= Willy De Bruyn =

Belgian cyclist

Willem Maurits De Bruyn (born Elvira (Elvire) De Bruyn; 4 August 1914 – 13 August 1989), was a Belgian cyclist, who became unofficial women's world champion in 1934 and 1936.

==Biography==
De Bruyn was born in 1914 in Erembodegem, East Flanders, Belgium with both male and female sex organs. He was officially inscribed as the daughter of his parents, and raised as a girl, but he soon was considerably taller and stronger than other girls his age, and by the age of fourteen he realised that he was not like other girls. This deeply upset and troubled him, even contemplating suicide. After De Bruyn finished his schooling in 1928, he started working in a cigarette company, before working in his parents' café a few months later. In the evenings, he secretly began reading about his condition in medical literature by e.g. Magnus Hirschfeld as well as mythological and anthropological studies. Eventually, he became convinced that he was a hermaphrodite.

De Bruyn started cycling in 1932. In 1933, he won the women's European Championship in Aalst, Belgium. In 1934, he won the Belgian Championship in Leuven and the World Championships in Schaerbeek in front of about 100,000 spectators. By then, De Bruyn had become the biggest Belgian star in women's cycling. However, he felt more and more uncomfortable racing and winning against women due to feeling "like a man, never like a woman". He continued racing to earn money but deliberately finished second or third instead of winning.

De Bruyn learned about Zdeněk Koubek, a Czech athlete who after being a champion woman athlete had become a man. By 1936, he dropped his previous female name Elvire and started living as a man named Willy. However, as he was still registered as a woman named Elvire, he repeatedly came into trouble and lost jobs which were not considered acceptable for women, such as working in a hotel kitchen. Thus, after consulting doctors for examinations and being operated on, De Bruyn officially become Willy de Bruijn by 1937; his story was told in four articles titled "How I became a Man" in the April 1937 issue of the newspaper De Dag.
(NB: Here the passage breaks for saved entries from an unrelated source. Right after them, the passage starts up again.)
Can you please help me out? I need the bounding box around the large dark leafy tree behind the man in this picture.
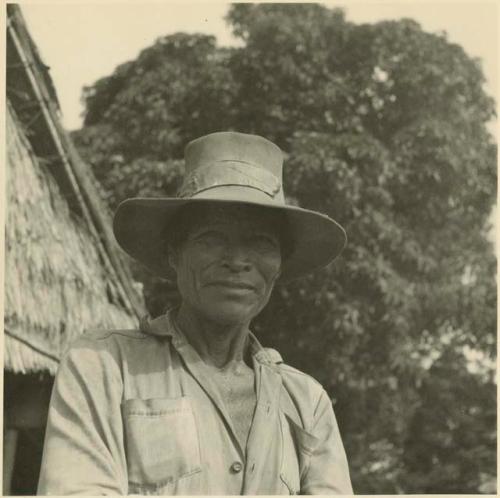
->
[74,4,496,493]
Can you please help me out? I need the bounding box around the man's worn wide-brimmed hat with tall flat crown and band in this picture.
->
[113,132,347,280]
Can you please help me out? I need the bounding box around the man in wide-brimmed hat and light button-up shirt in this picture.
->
[39,132,352,495]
De Bruyn continued cycling, but without much success. He opened a pub in Brussels, "Café Denderleeuw", where he presented himself as "Willy ex Elvira de Bruyn" and "Elvira de Bruyn, world champion cycling for women, became a man in 1937".

In 1965, Willy de Bruijn was selling "smoutebollen" at the Belgian village at the New York World's Fair.
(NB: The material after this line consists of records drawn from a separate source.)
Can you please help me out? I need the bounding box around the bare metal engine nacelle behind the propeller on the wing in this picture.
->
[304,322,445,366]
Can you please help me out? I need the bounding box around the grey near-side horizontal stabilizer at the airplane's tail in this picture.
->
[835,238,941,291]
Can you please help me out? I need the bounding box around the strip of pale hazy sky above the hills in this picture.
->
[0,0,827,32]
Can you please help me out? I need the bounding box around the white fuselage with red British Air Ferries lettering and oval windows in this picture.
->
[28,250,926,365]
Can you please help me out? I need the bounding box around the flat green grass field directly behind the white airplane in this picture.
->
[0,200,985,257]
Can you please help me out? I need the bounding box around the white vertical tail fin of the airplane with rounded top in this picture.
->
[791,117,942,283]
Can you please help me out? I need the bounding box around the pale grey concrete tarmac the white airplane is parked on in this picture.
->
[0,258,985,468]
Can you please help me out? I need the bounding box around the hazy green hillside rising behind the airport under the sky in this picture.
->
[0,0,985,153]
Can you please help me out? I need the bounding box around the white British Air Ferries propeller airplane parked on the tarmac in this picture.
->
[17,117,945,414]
He died in 1989 in Antwerp.

A street was named after him in Brussels in July 2019.

==Major results==
- 1932: Belgian Championship
- 27 August 1933: European Championship, Aalst
- 4 August 1934: Belgian Championship, Leuven
- 1934: World Championships, Schaerbeek
- 1934: Sprint event at the track championships, Antwerp

==Tributes==
On 4 August 2023, Google celebrated De Bruyn's 109th birthday through a doodle, featured as a replacement of the Google Logo in that day for devices at Belgium

On 25 July 2024, The New York Times published a belated obituary for De Bruyn in their Overlooked No More series.